I would be lying if I said I was surprised that I still can’t pray without crying and I still ask God ‘why?’ Why do children have to get sick and die? Not just my child but all children. The other day I was asked to pray for a little girl, Sephera, who’d fallen and broken her hip and the doctors feared it was cutting off circulation to the rest of her leg. My prayer was a prayer of tears. It seems the only prayer I have at the moment. Even after reading Salvifici Doloris (On the Christian meaning of Human Suffering), and knowing that our suffering has meaning and great value, it doesn’t take away the pain. It doesn’t stop me from praying like Jesus did, “My Father, if it is possible, take this cup of suffering from me! Yet not what I want, but what You want.” I would be lying again if I said saying that last line, ‘yet not what I want, but what You want’ comes easy because it doesn’t. I still have to really wrestle with God the Father until I’m exhausted before those words come out.

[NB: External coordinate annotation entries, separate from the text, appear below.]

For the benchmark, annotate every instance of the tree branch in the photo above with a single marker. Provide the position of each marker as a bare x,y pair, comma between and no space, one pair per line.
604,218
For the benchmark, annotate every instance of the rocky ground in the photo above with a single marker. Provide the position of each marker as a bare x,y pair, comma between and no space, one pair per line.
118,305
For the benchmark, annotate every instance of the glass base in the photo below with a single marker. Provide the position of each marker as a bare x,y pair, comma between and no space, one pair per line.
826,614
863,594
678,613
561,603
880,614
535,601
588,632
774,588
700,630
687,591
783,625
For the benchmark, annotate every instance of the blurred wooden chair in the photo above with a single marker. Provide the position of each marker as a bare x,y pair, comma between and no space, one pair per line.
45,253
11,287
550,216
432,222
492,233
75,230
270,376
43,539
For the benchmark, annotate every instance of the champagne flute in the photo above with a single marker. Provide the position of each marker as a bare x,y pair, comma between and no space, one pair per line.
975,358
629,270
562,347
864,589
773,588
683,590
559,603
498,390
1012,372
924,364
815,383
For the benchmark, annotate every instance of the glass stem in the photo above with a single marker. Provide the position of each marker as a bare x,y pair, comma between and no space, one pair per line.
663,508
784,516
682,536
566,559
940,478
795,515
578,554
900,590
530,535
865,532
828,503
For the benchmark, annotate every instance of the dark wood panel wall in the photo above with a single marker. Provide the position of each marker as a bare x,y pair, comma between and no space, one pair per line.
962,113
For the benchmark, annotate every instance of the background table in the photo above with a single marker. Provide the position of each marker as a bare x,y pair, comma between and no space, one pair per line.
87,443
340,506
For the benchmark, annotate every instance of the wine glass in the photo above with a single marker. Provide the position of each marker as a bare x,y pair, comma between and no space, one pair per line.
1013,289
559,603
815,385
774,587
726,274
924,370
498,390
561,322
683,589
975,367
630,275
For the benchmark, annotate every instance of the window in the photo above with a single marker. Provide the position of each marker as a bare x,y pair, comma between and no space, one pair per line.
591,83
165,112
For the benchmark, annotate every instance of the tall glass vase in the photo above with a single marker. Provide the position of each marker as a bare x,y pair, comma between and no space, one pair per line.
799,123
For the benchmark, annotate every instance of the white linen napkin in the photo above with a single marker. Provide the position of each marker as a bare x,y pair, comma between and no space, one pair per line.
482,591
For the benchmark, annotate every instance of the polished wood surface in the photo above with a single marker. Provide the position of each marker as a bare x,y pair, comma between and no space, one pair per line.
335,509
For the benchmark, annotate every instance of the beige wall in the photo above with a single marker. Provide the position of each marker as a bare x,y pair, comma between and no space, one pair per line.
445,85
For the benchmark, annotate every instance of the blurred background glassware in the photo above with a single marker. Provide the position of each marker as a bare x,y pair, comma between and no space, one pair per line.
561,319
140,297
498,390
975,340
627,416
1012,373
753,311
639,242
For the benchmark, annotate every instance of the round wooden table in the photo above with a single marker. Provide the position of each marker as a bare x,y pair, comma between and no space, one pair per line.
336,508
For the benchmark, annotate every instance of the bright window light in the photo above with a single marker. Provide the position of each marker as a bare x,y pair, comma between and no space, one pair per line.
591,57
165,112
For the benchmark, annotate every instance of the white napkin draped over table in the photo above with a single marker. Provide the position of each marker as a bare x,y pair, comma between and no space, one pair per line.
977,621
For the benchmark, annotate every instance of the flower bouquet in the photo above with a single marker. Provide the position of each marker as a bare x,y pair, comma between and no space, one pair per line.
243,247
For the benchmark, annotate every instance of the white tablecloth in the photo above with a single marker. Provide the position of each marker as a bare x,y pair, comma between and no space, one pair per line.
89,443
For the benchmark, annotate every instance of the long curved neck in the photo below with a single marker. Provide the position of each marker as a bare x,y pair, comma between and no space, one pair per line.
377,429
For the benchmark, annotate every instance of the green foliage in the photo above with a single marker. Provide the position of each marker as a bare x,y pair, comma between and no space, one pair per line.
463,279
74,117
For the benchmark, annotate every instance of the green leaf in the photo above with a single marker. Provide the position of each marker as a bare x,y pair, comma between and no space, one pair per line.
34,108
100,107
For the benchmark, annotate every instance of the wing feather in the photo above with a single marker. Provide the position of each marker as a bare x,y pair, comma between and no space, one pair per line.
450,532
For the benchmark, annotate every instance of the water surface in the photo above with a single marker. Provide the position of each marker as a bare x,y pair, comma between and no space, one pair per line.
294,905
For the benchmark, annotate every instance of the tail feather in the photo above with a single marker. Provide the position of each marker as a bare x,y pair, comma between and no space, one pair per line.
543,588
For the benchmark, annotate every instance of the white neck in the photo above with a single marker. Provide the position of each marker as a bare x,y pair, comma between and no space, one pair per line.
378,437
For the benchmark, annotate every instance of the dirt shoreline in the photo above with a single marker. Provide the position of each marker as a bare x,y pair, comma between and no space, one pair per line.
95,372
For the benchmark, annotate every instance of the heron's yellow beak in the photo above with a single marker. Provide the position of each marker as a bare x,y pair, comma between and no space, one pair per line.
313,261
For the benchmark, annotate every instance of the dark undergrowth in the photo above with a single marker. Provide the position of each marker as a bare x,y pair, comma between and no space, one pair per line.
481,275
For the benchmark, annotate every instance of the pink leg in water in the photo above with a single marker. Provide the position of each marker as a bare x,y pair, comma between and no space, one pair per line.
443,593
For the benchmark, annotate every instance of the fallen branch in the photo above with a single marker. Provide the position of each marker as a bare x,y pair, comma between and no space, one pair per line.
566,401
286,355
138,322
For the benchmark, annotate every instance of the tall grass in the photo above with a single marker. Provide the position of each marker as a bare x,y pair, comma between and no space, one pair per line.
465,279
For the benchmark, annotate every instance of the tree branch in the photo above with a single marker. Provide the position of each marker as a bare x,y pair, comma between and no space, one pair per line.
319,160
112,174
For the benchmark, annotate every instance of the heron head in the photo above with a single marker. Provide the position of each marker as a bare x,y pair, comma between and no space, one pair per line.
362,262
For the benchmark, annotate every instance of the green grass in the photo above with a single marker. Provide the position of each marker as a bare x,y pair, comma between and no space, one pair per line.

When we returned home Catherine showed us all the art work she’d done during her six Wednesday’s of art lessons, as today was her last class and she wasn’t home yet when we’d left for supper. On the back of her decorated 12″ x 14″ envelope I’d discovered the words: BERNADETTE I LOVE YOU. (She didn’t show us that part.) It was incredibly painful seeing those words and knowing how much Catherine misses Bernadette. Soon afterwards Marc, Zoe, Catherine, and I went for a walk around the block. As we walked my thoughts were of this day last year and how here we were again together on our anniversary except for Bernadette and how her being gone leaves such a huge void in our lives. We will never be as happy and content as we were this day last year. Minutes later we met up with a neighbour who lost her husband a few years back. I was struck by her beautiful smile even when she mentioned her husband’s name and couldn’t help but wonder if that was God’s way of saying to me, “See, you too will overcome this pain. One day you will smile when you mention Bernadette’s name, it just takes times.”